電車5
広也は、家に着くと自室にランドセルを置き、居間へ向かった。
広也の家は一戸建てで、母親と二人暮らしをしている。
一階には玄関とトイレ、風呂場、母親の寝室がある。
二階に広也の部屋とリビング、トイレ、キッチンがある。
リビングのソファーに座り、ただ窓から空を見て、ボーッとしていた。
特に広也には、やる事が無い。
(母さんも仕事を終えて早く帰って来るんだったな。・・・いつ来るのかな。田舎って、どんな所なんだろう?)
これから、おそらく葬式に出る事になるのであろうが、広也の胸にはわくわくする期待があった。
広也は、俗に「田舎」と呼ばれる場所に行った事が無かった。生まれてずっと、都会暮らしだった。
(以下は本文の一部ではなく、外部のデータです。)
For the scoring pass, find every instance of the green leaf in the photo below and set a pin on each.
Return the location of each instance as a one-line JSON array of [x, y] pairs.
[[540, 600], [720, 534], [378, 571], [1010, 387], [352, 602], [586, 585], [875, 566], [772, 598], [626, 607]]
一面に広がる田んぼも見たことがないし、家がまばらな所も見たことが無い。
湿った地面にも、雑草の生い茂る道にも触れたことが無かった。
それらを見られるかと思うと、小学生の広也には高揚感を感ぜずにはいられなかった。
ガタッ
一階から物音がした。
広也は立ち上がり、階段へと向かった。
直にガチャガチャと鍵を開ける音がし、ドアが開いた音もした。
「ただいま~」
母親の声だ。
「おかえり~」
広也は二階から叫んだ。
「すぐ行くから準備して~」
母親も一階から叫んでいる。
「わかった~」
広也は、そう返事をして自室へ入ったが、何を準備して良いか分からなかった。